Down-regulation of argininosuccinate lyase induces hepatoma cell apoptosis through activating Bax signaling pathway

Abstract

Argininosuccinate lyase (ASL) plays an important role in the hepatic urea cycle, and can catalyze the reversible reaction of argininosuccinate to arginine and fumarate. However, the function of ASL in hepatocellular carcinoma (HCC) is not fully understood. In this study, we found that ASL expression was frequently upregulated in HCC tissues and HCC cell lines. Knock down of ASL inhibited cell proliferation and induced apoptosis in HCC cells. Mechanistic studies revealed the BCL2-associated X protein (Bax) signaling pathway which determines cancer cell apoptosis was regulated by ASL. Moreover, the depletion of Bax restored the inhibition of cell growth and reduced apoptosis initiated by ASL silencing. Together, the study demonstrated that ASL regulated HCC cell growth and apoptosis by modulating Bax signaling. Thus, the therapeutic targeting of ASL may offer options for HCC treatment.

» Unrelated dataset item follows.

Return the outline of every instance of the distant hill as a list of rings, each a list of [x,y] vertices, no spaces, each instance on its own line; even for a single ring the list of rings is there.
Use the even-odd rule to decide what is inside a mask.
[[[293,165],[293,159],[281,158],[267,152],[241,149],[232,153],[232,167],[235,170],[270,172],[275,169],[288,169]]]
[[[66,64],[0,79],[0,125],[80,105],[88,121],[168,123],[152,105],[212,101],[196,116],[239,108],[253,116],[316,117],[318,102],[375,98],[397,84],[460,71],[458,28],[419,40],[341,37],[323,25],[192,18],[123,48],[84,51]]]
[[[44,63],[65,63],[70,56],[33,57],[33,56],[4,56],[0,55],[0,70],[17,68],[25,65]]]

Keywords: ASL; Apoptosis; Bax; HCC; Proliferation.

Figure 1

ASL expression in HCC. (A and B) ASL protein and mRNA expression in five liver cancer cell lines, the immortalized liver cell line (MIHA), and PHH were measured by western blot and qRT-PCR, respectively. β-actin was used as a loading control for Western blot and as a reference gene for qRT-PCR. (C) Western blot analysis of ASL protein levels in 24 paired frozen HCC tissues (T) and adjacent nontumoral liver tissues (N). GAPDH was used as a loading control. (D) Quantitative analysis of ASL protein levels in 24 paired HCC tissues. **P < 0.01. (E) qRT-PCR analysis of ASL mRNA levels in 24 paired HCC tissues and adjacent nontumoral tissues. GAPDH was used as a reference gene. **P < 0.01.

Figure 2

ASL knockdown inhibited HCC cell proliferation. (A) PLC/PRF/5 and Hep3B cells were infected with lentivirus expressing ASL-targeting shRNA (shASL) or control shRNA (shCont) for 3 days. ASL protein level was detected by western blot. β-actin was used as a loading control. (B and C) ASL knockdown significantly inhibited the proliferation of PLC/PRF/5 and Hep3B cells at indicated time points. Cell numbers were counted using a trypan blue exclusion assay. **P < 0.01. (D) Soft agar assay. PLC/PRF/5 and Hep3B cells were infected with lentiviruses as indicated and were grown for 3 weeks under antibiotic selection. The quantification of colonies was performed by counting visible colonies in each well and expressing then as a percentage relative to control cells. Columns show the mean values of triplicate experiments. **P < 0.01. (E) Colony-formation assay. PLC/PRF/5 and Hep3B cells infected with lentiviruses as indicated were cultured for 2 weeks and stained with crystal violet. All histograms show mean values from three independent experiments. **P < 0.01.

Figure 3

ASL knockdown induced apoptosis in HCC cells. (A) ASL depletion induced apoptosis in PLC/PRF/5 and Hep3B cells was analyzed by flow cytometry with Annexin V/PI. Columns show the mean values of triplicate experiments. **P < 0.01. (B) Apoptosis in PLC/PRF/5 and Hep3B cells infected with shASL or shCont was analyzed by PARP cleavage and caspase 3 cleavage analysis. β-actin was used as a loading control.

Figure 4

ASL regulated Bax signaling in HCC cells. (A) PLC/PRF/5 cells were infected with lentiviruses as indicated for 3 days. mRNA microarray analysis indicated alternations in several key regulators in the Bax-mediated apoptotic pathway. β-actin mRNA expression was used as an internal control. *P < 0.05. **P < 0.01. (B) Western blot analysis of several components of the Bax-mediated apoptotic pathway in PLC/PRF/5 and Hep3B cells transduced with shASL or shCont. β-actin was used as a loading control. (C) PLC/PRF/5 cells were transfected with indicated siRNA for 3 days. The ASL and Bax protein levels were determined by western blot. β-actin was used as a loading control. (D) Gene silencing of Bax rescued the growth inhibition induced by ASL knockdown in PLC/PRF/5 cells. Cell numbers were counted using a trypan blue exclusion assay at indicated time points. *P < 0.05. **P < 0.01. (E) Bax knockdown abolished the induction of apoptosis in ASL-silenced PLC/PRF/5 cells. Apoptosis rate was analyzed by flow cytometry with Annexin V/PI. Columns show the mean values of triplicate experiments. **P < 0.01.